Empresa disse que pretende manter as operações em todos os canais existentes durante o processo, priorizando o atendimento aos clientes e consumidores

Por Band


O Grupo Casas Bahia informou que seu conselho de administração aprovou o ajuizamento de pedido de recuperação judicial da companhia, em conjunto com determinadas subsidiárias.

Segundo a empresa, o pedido foi protocolado no Juízo de Falências e Recuperações Judiciais do Foro Central Cível de São Paulo (SP) e contou com aprovação do acionista controlador.
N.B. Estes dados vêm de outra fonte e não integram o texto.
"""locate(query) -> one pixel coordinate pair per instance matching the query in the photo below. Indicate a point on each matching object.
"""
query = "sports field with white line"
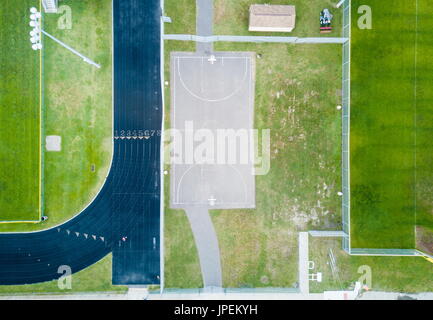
(391, 125)
(20, 115)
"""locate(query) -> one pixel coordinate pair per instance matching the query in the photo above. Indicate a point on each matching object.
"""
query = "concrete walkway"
(207, 245)
(204, 24)
(304, 285)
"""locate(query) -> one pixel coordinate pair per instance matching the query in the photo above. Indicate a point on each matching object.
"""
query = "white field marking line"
(162, 167)
(214, 100)
(179, 184)
(177, 66)
(247, 59)
(415, 114)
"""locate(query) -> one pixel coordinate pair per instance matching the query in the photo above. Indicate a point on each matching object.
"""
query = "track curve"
(124, 218)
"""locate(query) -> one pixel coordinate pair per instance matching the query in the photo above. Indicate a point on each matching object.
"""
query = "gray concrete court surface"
(214, 93)
(210, 93)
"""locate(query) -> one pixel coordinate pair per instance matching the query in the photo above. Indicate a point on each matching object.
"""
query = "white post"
(72, 50)
(340, 3)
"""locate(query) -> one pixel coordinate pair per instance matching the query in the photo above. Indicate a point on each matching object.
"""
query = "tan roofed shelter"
(272, 18)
Em fato relevante enviado à Comissão de Valores Mobiliários (CVM), a empresa destaca que o pedido ocorre em um contexto de deterioração das condições econômico-financeiras, atribuindo o cenário, entre outros fatores, a um ambiente macroeconômico marcado por taxas de juros elevadas, restrição de crédito, aumento do custo financeiro e pressão sobre o consumo e o capital de giro. O documento também menciona a não concretização de alternativas de liquidez que vinham sendo estruturadas.
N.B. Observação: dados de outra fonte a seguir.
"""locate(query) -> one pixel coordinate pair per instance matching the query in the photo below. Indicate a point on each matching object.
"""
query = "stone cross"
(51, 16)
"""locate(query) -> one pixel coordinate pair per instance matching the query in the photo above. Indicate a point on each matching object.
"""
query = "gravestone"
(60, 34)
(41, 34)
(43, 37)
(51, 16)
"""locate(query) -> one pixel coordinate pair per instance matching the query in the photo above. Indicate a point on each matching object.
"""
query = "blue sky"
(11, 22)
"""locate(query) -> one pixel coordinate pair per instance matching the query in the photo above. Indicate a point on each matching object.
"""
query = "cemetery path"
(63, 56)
A recuperação judicial é apontada como necessária e como mais um passo no processo de reestruturação financeira, com o objetivo de preservar a continuidade das atividades e viabilizar uma solução ordenada para o equacionamento das obrigações.

A empresa disse ainda que pretende manter as operações em todos os canais existentes durante o processo, priorizando o atendimento aos clientes e consumidores, sem interrupções relevantes e nos níveis de qualidade e serviço atualmente existentes.
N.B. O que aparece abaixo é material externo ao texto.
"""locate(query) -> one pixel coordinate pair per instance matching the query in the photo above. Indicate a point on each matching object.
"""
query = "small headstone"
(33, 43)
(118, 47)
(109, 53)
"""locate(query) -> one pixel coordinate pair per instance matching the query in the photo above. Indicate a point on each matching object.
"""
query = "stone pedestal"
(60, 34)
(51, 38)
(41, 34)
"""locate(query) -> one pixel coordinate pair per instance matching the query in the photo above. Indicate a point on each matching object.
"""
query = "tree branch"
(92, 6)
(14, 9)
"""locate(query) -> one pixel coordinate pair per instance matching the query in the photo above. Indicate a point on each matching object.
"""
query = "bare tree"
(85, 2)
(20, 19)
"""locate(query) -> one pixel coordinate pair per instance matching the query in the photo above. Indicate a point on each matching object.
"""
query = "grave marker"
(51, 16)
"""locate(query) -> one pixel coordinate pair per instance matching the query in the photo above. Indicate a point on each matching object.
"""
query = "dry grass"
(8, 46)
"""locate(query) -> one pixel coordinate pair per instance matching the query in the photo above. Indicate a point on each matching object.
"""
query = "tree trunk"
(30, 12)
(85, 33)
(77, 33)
Além da própria companhia, integram o pedido de recuperação judicial as empresas ASAP Log - Logística e Soluções; ASAP Log; CNT Soluções em Negócios Digitais e Logística; Cntlog Express Logística e Transporte; Globex Administração e Serviços; Cnova Comércio Eletrônico; Integra Soluções para Varejo Digital; Casas Bahia Tecnologia; e Indústria de Móveis Bartira.

Em razão da decisão, o conselho de administração também aprovou a convocação de uma Assembleia Geral Extraordinária (AGE) para apreciar a ratificação do ajuizamento, adotado "em caráter de urgência", conforme proposta que a empresa disse que será divulgada oportunamente.

Lojas fechadas

A empresa fechou 298 lojas em todo o Brasil, seis delas em Mato Grosso do Sul.

Funcionários da gigante varejista foram surpreendidos com o anúncio de demissão na sexta-feira (14). As lojas fechadas no interior do Estado estão localizadas em Dourados (duas unidades), Três Lagoas, Naviraí e Nova Andradina. Em Campo Grande, apenas a loja que fica em um shopping na região do bairro Nova Lima fechou.